Deputi Bidang Pengelolaan Infrastruktur Kawasan Perbatasan BNPP RI F Gatot Yanrianto menuturkan, permasalahan umum yang ditemukan di lapangan di sejumlah kecamatan di wilayah perbatasan di Indonesia adalah masih dibutuhkan infrastruktur untuk membuka keterpencilan dan infrastruktur pelayanan dasar. Kemudian, belum optimalnya pemanfaatan potensi unggulan daerah untuk percepatan pembangunan sosial dan ekonomi.
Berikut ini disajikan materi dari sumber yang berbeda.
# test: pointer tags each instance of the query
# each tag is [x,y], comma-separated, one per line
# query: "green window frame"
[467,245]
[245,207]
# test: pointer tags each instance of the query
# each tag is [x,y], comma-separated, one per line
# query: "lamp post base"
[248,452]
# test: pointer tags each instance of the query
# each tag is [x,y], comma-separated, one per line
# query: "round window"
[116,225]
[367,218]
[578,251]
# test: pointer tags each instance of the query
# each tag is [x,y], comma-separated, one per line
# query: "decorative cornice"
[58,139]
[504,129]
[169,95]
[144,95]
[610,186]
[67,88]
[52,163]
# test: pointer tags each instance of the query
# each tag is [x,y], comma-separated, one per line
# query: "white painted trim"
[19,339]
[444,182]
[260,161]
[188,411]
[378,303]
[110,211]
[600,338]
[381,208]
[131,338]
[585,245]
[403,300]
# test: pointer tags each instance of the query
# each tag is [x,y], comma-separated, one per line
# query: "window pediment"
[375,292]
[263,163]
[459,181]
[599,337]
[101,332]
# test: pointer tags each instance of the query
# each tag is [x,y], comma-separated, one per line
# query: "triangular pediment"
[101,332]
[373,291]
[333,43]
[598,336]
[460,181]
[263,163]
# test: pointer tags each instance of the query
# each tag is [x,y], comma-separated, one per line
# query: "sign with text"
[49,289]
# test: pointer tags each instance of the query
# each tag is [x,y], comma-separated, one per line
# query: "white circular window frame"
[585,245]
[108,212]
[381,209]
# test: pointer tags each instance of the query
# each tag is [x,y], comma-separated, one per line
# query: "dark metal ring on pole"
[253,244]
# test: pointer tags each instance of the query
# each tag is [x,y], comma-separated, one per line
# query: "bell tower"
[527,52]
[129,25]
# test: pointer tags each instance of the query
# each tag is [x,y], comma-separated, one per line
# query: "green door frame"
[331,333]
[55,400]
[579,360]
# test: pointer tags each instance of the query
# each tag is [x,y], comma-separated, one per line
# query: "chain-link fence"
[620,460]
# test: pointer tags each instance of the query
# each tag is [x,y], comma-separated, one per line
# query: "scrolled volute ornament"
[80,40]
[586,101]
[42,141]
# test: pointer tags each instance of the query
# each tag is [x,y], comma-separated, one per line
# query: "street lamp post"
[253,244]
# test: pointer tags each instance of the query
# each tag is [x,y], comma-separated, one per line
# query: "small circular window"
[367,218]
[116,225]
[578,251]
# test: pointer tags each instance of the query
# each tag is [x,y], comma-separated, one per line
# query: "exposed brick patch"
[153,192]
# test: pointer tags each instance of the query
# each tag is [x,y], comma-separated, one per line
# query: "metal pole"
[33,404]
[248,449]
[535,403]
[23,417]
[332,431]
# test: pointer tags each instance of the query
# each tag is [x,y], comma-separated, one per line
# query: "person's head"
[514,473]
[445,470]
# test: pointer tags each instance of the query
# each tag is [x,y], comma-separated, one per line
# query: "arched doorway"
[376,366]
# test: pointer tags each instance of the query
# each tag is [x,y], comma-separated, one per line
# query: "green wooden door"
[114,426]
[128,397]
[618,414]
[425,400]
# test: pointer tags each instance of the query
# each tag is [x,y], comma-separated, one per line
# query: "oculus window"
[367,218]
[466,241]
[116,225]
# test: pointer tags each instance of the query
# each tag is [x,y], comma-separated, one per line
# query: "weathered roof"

Baca juga : Pemerintah Mesti Lebih Berani Membuka Perdagangan di Perbatasan
Ke depan, pemerintah terus berupaya membuka akses infrastruktur di perbatasan. Hingga tahun 2024 ditargetkan terbangun 26 pos lintas batas negara (PLBN) di berbagai perbatasan di Indonesia. Saat ini sudah delapan PLBN yang terbangun dan diresmikan.
Ke depan bagaimana memaksimalkan pintu-pintu ekspor Kalbar. (Sutarmidji)
Di Kalbar ada tiga PLBN yang sudah diresmikan, yakni di Sambas (Aruk), Sanggau (Entikong), dan Kapuas Hulu (Badau). Ada juga rencana pembangunan PLBN di dua lokasi yang saat ini masih dalam pembahasan. Sebab, hal itu terkait dukungan anggaran yang saat ini masih difokuskan untuk penanganan Covid-19.